Keytruda Granted FDA Approval for Hodgkin Lymphoma
Keytruda (pembrolizumab) was granted an accelerated approval by the Food and Drug Administration (FDA) for the treatment of refractory or relapsed adult and pediatric patients with classical Hodgkin lymphoma (cHL) who have had three or more lines of therapy.
The approval is based on data from a nonrandomized, open-label clinical trial in which, at a median follow-up of 9.4 months, the overall response rate (ORR) with Keytruda was 69 percent. The ORR included complete responses in 22 percent of patients and partial responses in 47 percent of patients. The median duration of response was 11.1 months (range, 0+ to 11.1).
The specific Keytruda regimens approved are 200 mg every three weeks for adults and 2 mg/kg (up to 200 mg) every three weeks for pediatric patients. This is the first FDA indication for Keytruda in a hematologic malignancy.
The pivotal multicenter study of Keytruda enrolled 210 adult patients with relapsed/refractory cHL. Of the overall population, 129 patients had received autologous stem cell transplantation and 175 patients had received Adcetris (brentuximab vedotin). The median number of prior therapies was four (range, 1-12).
The most common adverse events (20 percent or more of patients) included fatigue, pyrexia, cough, musculoskeletal pain, diarrhea, rash and hypertransaminasemia. Adverse events occurring in at least 10 percent of patients included dyspnea, arthralgia, vomiting, nausea, pruritus, hypothyroidism, upper respiratory tract infections, headache, peripheral neuropathy, hyperbilirubinemia and increased creatinine.

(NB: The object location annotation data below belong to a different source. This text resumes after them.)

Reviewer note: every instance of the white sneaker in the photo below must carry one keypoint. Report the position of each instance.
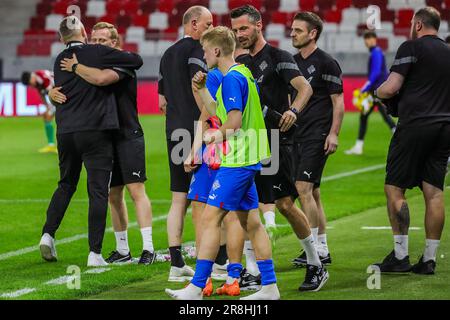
(96, 260)
(269, 292)
(219, 272)
(181, 274)
(356, 150)
(191, 292)
(47, 248)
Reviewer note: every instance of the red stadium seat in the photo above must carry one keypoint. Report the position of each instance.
(113, 6)
(148, 6)
(271, 5)
(282, 17)
(238, 3)
(445, 14)
(362, 3)
(225, 20)
(438, 4)
(140, 20)
(131, 6)
(43, 9)
(387, 15)
(24, 50)
(132, 47)
(324, 5)
(152, 34)
(404, 17)
(342, 4)
(111, 18)
(170, 34)
(89, 23)
(123, 20)
(166, 6)
(383, 43)
(307, 5)
(38, 23)
(274, 43)
(60, 7)
(333, 16)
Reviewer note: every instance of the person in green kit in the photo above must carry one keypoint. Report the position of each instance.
(43, 81)
(238, 107)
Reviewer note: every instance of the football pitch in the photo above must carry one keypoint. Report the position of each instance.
(352, 194)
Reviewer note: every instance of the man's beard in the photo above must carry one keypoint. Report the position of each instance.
(413, 34)
(251, 41)
(302, 45)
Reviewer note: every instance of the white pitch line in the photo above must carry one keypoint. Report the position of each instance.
(354, 172)
(13, 201)
(19, 252)
(77, 237)
(388, 228)
(17, 293)
(61, 280)
(97, 270)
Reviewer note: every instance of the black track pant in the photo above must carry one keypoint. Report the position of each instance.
(95, 150)
(364, 118)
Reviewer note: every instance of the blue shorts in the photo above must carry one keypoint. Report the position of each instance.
(234, 189)
(201, 183)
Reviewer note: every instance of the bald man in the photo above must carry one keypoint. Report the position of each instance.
(177, 101)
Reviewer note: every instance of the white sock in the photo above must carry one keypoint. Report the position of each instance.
(312, 257)
(322, 243)
(147, 239)
(315, 234)
(122, 242)
(430, 250)
(230, 280)
(269, 218)
(250, 259)
(359, 144)
(401, 246)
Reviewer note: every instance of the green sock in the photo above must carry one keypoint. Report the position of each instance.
(50, 132)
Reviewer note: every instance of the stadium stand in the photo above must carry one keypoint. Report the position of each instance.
(150, 26)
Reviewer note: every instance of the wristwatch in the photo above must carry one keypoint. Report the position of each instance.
(294, 111)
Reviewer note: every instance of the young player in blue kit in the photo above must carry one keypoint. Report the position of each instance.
(239, 109)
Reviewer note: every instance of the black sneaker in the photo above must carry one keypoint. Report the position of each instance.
(301, 260)
(315, 278)
(249, 282)
(392, 264)
(147, 257)
(116, 257)
(422, 267)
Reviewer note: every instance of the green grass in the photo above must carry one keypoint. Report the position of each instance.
(28, 179)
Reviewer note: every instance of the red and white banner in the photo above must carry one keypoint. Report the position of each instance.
(16, 100)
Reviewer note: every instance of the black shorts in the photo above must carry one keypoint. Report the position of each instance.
(418, 154)
(280, 185)
(179, 179)
(129, 161)
(310, 160)
(92, 148)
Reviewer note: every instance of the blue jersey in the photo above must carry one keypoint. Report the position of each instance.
(234, 91)
(213, 81)
(378, 72)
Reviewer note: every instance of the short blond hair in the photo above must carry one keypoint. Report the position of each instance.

Additional immune-mediated adverse reactions occurring in 0.5 percent to 9 percent of patients included infusion reactions, hyperthyroidism, pneumonitis, uveitis, myositis, myelitis and myocarditis. Adverse events requiring corticosteroid therapy occurred in 15 percent of patients. Adverse reactions led to discontinuations and treatment interruptions in 5 percent and 26 percent of patients, respectively.
The FDA also considered safety data for 40 children with advanced melanoma, PD-L1–positive solid tumors, or lymphoma. The safety profile in the pediatric patients was consistent to that observed in adults. Some adverse events occurred at a higher rate (15 percent or more difference) in children than in adults, including fatigue, vomiting, abdominal pain, hypertransaminasemia and hyponatremia. Keytruda exposure at a dose of 2 mg/kg every three weeks in these pediatric patients was comparable to that observed in adults.
Keytruda’s label has also been updated with a new "Warning and Precaution" for complications of allogeneic hematopoietic stem cell transplantation after treatment with the PD-1 inhibitor. The warning informs healthcare professionals to monitor patients closely for early signals of transplant-related complications, such as hyperacute GVHD, grade 3/4 acute GVHD, steroid-requiring febrile syndrome, hepatic veno-occlusive disease and other immune-mediated adverse reactions.
The acclerated approval of Keytruda in cHL is contingent upon the results of a confirmatory trial verifying the benefit of the PD-1 inhibitor in this setting.